François' Blog

Group Communication Platform

Published on 2015-08-11 | Last modified on 2015-08-12

Update (2015-08-12): see private-messaging-brainstorming for a discussion on the topic of private messaging. It is in a way quite similar to the proposal below of "Inbox", but without OAuth.


This post will describe some typical features for a group communication platform with code name Phubble. As an example we will organize a birthday party for Alice. This post will describe what would be required of a "platform" to make it work for the IndieWeb.

Alice's birthday party

Alice has a birthday in the near future. Bob, Eve and Mallory want to create a surprise party for Alice. Until now they used "Facebook Groups" to organize such an event among the friends.

Bob wants to coordinate the party with Eve and Mallory and have a secure way of communicating among themselves without Alice, or anyone else finding out about it.

The group of friends contains three members:

Bob creates a private space alice-bday-party on Phubble and assigns the members to it.

Phubble will now have to figure out how to contact/notify the members by some mechanism to notify them they have been added to the private group. For example using an HTTP inbox or maybe email if an HTTP inbox is not listed on the member's homepage.

Bob then posts his first idea to the wall. Eve and Mallory will receive a another notification saying that Bob posted a new message, possibly with the content of the message included, or maybe just a link.

Eve wants to add Peggy to the group. She adds her to the group configured in Phubble with the identity https://peggy.example/. It should be possible for all members of a space to add new members. Only the creator can delete members.

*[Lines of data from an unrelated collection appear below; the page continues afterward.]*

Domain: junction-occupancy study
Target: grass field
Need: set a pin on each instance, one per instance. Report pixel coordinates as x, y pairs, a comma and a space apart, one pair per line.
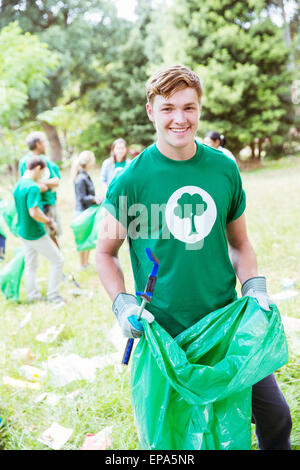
273, 223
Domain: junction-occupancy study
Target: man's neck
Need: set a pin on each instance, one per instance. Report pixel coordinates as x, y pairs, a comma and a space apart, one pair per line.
178, 153
28, 174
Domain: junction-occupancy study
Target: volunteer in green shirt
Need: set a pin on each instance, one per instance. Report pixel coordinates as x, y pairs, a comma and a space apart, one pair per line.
31, 229
186, 204
36, 142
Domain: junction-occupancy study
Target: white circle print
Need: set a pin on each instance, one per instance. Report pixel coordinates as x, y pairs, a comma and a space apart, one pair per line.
190, 214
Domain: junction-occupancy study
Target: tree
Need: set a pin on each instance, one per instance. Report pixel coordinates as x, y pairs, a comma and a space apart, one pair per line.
242, 59
190, 206
82, 34
24, 63
119, 100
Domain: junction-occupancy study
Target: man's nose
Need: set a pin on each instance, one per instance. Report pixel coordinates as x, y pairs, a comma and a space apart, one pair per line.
179, 116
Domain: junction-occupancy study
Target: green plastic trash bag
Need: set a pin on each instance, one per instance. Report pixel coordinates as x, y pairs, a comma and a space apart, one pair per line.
11, 217
193, 392
3, 205
2, 230
85, 228
11, 275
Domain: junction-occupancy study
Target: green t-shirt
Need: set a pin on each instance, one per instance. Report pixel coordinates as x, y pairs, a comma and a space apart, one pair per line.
179, 209
51, 171
27, 194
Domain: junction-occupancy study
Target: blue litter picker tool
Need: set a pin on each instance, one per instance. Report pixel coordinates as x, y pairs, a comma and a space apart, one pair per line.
146, 296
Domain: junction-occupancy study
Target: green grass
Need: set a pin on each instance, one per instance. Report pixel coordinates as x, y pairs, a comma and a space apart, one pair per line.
273, 201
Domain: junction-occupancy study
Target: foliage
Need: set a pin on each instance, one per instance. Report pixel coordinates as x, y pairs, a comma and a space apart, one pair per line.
24, 64
242, 60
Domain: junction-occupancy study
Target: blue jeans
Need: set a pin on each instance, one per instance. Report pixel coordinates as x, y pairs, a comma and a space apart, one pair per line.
271, 415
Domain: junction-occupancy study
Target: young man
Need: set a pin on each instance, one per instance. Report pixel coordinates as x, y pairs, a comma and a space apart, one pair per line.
31, 228
36, 142
189, 206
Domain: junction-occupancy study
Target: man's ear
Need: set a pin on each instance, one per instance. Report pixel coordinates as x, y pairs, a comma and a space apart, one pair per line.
149, 111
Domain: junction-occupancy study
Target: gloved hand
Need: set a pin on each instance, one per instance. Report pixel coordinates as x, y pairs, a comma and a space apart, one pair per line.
126, 309
99, 199
52, 227
256, 287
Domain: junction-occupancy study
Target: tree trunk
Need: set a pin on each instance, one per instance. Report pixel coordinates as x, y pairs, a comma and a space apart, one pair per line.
54, 141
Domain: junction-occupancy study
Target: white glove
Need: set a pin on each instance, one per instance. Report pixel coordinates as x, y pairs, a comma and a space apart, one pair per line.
256, 287
126, 309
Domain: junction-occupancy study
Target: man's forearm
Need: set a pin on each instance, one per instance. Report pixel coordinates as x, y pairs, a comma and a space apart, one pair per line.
37, 214
244, 261
110, 273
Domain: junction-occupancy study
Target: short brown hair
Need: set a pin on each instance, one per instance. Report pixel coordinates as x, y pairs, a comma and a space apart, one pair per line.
35, 161
168, 80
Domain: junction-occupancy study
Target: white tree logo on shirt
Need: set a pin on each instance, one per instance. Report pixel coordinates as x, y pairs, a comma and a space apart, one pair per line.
190, 214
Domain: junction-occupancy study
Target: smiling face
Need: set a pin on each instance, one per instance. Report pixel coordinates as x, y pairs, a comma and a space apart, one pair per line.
176, 120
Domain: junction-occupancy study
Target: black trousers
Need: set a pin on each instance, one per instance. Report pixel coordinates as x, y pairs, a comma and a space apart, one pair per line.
271, 415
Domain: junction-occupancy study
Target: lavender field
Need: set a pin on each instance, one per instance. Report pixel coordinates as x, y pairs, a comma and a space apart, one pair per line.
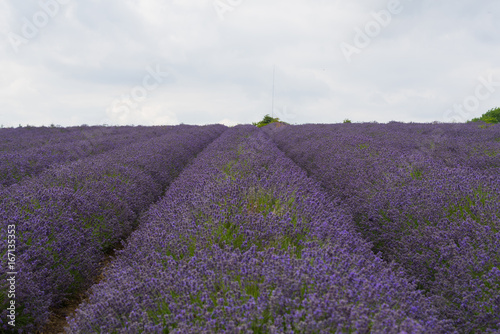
341, 228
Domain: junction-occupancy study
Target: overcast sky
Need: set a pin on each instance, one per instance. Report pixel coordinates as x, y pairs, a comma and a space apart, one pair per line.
155, 62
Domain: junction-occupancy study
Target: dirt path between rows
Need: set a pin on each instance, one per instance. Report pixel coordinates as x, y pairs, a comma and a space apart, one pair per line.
58, 319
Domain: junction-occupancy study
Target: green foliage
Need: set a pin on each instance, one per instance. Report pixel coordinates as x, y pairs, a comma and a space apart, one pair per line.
266, 120
491, 116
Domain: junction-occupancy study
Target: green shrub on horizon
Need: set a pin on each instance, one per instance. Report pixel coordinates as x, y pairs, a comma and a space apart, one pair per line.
267, 120
491, 116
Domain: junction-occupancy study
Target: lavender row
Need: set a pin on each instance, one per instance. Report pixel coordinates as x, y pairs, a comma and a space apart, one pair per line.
66, 219
244, 242
441, 224
17, 139
17, 164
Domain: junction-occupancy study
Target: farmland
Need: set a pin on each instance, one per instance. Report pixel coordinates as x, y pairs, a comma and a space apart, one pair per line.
342, 228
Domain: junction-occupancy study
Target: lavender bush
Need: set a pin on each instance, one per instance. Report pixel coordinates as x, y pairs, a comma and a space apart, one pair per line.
62, 147
426, 196
244, 242
69, 216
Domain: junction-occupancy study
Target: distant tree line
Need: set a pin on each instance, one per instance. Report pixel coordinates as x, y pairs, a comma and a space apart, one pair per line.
491, 116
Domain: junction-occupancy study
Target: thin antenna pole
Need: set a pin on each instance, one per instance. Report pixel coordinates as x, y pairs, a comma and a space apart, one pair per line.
272, 108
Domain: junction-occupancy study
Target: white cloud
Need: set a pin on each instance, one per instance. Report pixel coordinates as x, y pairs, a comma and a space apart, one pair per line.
426, 60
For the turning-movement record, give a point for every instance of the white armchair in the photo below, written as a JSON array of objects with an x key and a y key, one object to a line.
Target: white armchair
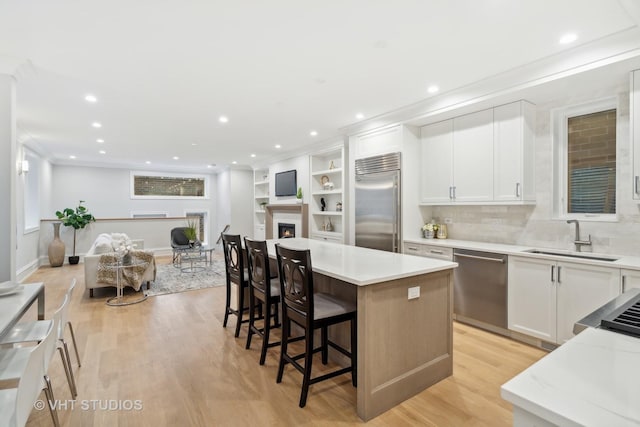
[{"x": 105, "y": 244}]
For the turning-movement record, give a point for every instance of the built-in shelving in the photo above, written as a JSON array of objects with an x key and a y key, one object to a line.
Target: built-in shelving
[{"x": 327, "y": 185}]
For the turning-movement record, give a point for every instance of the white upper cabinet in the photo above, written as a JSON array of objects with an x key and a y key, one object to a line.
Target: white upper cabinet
[
  {"x": 635, "y": 131},
  {"x": 473, "y": 157},
  {"x": 436, "y": 166},
  {"x": 382, "y": 141},
  {"x": 514, "y": 152},
  {"x": 479, "y": 158}
]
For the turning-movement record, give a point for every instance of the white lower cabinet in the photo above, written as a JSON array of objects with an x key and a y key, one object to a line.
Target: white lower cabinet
[
  {"x": 630, "y": 279},
  {"x": 546, "y": 297}
]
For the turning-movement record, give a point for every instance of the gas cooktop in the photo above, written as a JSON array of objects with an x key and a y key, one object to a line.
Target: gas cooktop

Phubble sends Peggy a notification that she was added to the alice-bday-party space, and will also inform her of any future activity.

Peggy also has an idea and posts it to the space. Now Bob, Eve and Mallory will get a notification.


In order to notify a member (out of the blue) that he or she is a member of a (private) group space there needs to be a mechanism for doing this. Email has long been the most reliable way to do this. Most users will publish their email address on their homepage, for example using the h-card microformat as promoted for the IndieWeb or the rel="me" method. In addition below a mechanism using HTTP is proposed, HTTP inbox.

HTTP inbox

The user advertises a HTTP inbox on their homepage:

    <link rel="inbox" href="">

This endpoint accepts a HTTP POST containing a subject and a message:

POST /inbox HTTP/1.1
Content-Type: application/x-www-form-urlencoded


This request needs an OAuth 2.0 Bearer token to succeed. If non provided, the inbox endpoint will respond with some hints, as proposed by OAuth 2.0 Authorization Server Discovery.

HTTP/1.1 401 Unauthorized
WWW-Authenticate: Bearer 

Now Phubble, as an OAuth client, knows where to obtain authorization. Phubble chooses its own "authorization server", e.g. one that supports client certificates, and uses its own URL, e.g. https://phubble.example/ as its identity. Assuming the AS supports Distributed IndieAuth this should work perfectly well.

Once the access token has been obtained it can be sent in the POST request:

POST /inbox HTTP/1.1
Authorization: Bearer SFmrZYeCR9hCol2ORAusJbccHiHrp7MU
Content-Type: application/x-www-form-urlencoded


Now the response will show it succeeded:

    HTTP/1.1 201 Created


Email is a safe fallback. The user's email address can be discovered from the homepage, for example by querying the rel="me" link headers:

    <link rel="me" href="">

This will be all that is needed to send notifications.